Renfield (Nicholas Holt), the titular character in our story, is tired of doing Dracula’s (Nicolas Cage) bidding after countless years. Wanting to make it on his own, he finds a new apartment, changes his look and even strikes up an unlikely friendship with cop Rebecca Quincy (Awkwafina). But Renfield’s dreams of starting over won’t be easy, not only thanks to his blood-thirsty boss, but also because of a mix up with drug lord Teddy Lobo (Ben Schwartz) and his family.
What worked really well here was the over the top gore. While some elicited some ews from me, it fit with the tone of the movie and made for a really fun time. I have to give props to the make up team because they absolutely aced it. Going hand in hand were the fight sequences which were just as out there, especially when Renfield would possess his master’s powers and acquire some crazy killer moves.

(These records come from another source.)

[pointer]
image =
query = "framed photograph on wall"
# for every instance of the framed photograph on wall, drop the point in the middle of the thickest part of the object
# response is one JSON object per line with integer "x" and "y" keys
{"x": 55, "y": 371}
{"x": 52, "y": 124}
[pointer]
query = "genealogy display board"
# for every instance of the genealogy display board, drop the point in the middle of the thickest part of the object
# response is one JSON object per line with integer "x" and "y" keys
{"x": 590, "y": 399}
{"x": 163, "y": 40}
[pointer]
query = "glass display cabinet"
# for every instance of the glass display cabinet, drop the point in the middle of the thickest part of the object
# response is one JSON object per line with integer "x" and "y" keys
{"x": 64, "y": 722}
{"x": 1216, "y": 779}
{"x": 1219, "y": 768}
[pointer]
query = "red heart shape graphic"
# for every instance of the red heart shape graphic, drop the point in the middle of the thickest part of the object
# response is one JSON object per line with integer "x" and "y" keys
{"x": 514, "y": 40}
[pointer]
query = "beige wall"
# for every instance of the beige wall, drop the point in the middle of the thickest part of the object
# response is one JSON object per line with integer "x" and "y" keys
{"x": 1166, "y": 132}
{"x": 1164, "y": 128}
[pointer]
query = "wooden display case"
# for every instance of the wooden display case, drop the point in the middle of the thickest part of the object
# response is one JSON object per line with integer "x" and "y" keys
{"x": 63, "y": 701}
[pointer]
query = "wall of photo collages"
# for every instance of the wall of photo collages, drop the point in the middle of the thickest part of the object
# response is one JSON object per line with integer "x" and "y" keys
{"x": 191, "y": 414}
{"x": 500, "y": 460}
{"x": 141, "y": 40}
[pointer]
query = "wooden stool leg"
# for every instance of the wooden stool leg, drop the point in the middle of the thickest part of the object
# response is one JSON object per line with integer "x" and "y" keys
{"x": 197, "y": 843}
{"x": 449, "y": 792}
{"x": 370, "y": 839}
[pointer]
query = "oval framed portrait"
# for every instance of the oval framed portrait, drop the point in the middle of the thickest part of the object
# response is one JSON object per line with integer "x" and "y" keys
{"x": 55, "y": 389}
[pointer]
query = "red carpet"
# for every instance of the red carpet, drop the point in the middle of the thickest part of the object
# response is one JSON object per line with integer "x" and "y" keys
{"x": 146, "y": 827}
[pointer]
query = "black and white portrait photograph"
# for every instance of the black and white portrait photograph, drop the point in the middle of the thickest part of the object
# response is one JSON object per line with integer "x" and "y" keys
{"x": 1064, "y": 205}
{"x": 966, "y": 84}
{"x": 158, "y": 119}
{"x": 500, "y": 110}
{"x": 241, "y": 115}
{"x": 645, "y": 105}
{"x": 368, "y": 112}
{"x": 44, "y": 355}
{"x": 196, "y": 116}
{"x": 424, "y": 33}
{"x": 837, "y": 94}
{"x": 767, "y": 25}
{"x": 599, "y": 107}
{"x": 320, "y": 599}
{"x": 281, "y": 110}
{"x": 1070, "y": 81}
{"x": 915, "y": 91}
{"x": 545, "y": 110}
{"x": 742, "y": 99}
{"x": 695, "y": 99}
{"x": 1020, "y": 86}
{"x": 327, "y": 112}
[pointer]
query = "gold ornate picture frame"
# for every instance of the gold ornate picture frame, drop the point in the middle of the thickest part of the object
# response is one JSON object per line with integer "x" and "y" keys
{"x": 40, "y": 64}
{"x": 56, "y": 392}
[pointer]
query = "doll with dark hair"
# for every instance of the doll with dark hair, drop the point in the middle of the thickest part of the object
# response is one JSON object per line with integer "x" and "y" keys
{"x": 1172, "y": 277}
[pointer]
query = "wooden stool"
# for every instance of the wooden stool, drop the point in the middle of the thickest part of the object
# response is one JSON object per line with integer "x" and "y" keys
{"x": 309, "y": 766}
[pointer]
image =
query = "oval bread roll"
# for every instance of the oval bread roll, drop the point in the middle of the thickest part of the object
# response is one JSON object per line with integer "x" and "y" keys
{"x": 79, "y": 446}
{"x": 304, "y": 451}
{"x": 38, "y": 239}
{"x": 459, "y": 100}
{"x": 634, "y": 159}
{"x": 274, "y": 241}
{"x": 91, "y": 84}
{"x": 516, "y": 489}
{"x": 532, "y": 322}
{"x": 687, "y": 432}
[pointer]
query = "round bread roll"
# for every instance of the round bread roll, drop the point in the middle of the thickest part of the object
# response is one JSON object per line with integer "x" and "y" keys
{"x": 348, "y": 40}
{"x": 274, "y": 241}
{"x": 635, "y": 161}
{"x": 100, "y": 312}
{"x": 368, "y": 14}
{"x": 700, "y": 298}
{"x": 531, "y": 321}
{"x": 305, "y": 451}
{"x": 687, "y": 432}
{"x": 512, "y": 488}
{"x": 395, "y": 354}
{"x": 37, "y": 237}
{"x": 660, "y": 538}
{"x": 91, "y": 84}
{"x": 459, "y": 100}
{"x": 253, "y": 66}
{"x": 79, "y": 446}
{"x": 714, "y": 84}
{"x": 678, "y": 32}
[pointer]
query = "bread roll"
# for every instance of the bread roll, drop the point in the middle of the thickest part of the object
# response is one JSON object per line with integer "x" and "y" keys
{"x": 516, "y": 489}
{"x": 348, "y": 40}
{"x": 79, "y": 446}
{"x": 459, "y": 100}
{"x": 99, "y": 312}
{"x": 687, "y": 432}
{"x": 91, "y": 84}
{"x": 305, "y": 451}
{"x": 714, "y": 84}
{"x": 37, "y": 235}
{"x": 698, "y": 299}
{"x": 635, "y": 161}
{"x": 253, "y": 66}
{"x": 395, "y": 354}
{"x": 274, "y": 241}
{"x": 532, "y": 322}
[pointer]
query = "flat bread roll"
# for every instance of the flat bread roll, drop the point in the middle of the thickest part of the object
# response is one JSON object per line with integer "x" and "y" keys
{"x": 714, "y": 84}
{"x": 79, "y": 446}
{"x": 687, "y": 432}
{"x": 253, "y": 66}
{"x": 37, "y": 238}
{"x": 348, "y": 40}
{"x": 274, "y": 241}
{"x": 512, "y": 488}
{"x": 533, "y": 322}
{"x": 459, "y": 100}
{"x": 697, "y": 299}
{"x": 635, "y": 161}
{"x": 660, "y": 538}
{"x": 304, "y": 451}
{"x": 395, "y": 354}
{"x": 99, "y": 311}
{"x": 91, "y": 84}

I’ve seen Holt in a variety of roles over the years and think he’s a fine actor. He carried this film on his back and delivered a solid performance. Cage, on the other hand, was the scene stealer. He’s such an enigmatic actor and you could tell that he gave his all to this performance. I wish we’d seen more of him.
Although at times it seemed as if the film didn’t really know what genre it was trying to be, I thought it was still an overall fun time. The camp and bloodshed were highlights though I think it could have been even darker and it still would have worked just as well. That being said, I had a good time and would not be opposed to seeing more of these characters adventures in the future.